There is, in addition, Seymour Kety the man. His professional achievements gained him enormous international recognition and acclaim. He received many awards, honorary degrees, and honorary titles and was elected into some of the most honorific societies, including the U. S. National Academy of Sciences, the American Academy of Arts and Sciences, and the American Philosophical Society. In 1999, he received his last award, the Lasker Award for Special Achievement in Medical Science, which touched him deeply. However, none of these honors changed him. He remained the same humble, modest, self-effacing, unselfish, considerate, generous, and warm human being that he was when I first met him 56 years ago. He remained readily accessible to all and never used his razor-sharp intellect to overwhelm or intimidate. He was intensely loyal and supportive of his colleagues and truly relished their successes. Perhaps, he was kept humble by his wife Josephine, a master of one-liner repartee. For example, Seymour once expressed surprise that a new research fellow from India had appeared unimpressed when Seymour had proudly escorted him through NIH's newly opened Clinical Center, the world's largest all-brick building furnished with the most modern hospital facilities. Her response was, “Did you ever hear of the Taj Mahal?” When Seymour, as Scientific Director of the NIMH, was inclined to accept a free psychoanalysis paid for by the Institute, she asked, “Suppose they offered you a free appendectomy. Would you take it?”
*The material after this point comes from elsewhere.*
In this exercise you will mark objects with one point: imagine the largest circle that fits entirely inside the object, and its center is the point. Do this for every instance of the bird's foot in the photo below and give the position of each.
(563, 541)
The Ketys were generous and genial hosts and would often entertain at their home. These were always delightful experiences full of scintillating conversation and humor. Seymour had an enormous reservoir of jokes and amusing anecdotes that he enjoyed telling and occasionally used to make a point. The Ketys were great art lovers, and Seymour was enamored of good food and wine, particularly the traditional French cuisine. He lamented the subversion of the classical rich French sauces by the advent of the nouvelle cuisine or cuisine minceur.
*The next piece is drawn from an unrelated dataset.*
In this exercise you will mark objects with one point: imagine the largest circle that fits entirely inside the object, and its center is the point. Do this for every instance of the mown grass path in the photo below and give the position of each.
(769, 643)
Some of his fondest memories were of the great meals he had had in the 3-star restaurants listed in the Guide Michelin. In short, Seymour was as a great a human being as he was a scientist.
Seymour is survived by his wife Josephine (Gross) Kety, daughter Roberta Kety, son Lawrence Kety, and two grandchildren. He will be greatly missed not only by them, but also by his many colleagues and friends whose lives he influenced and enriched. As Stanton said about Lincoln, “Now he belongs to the ages.”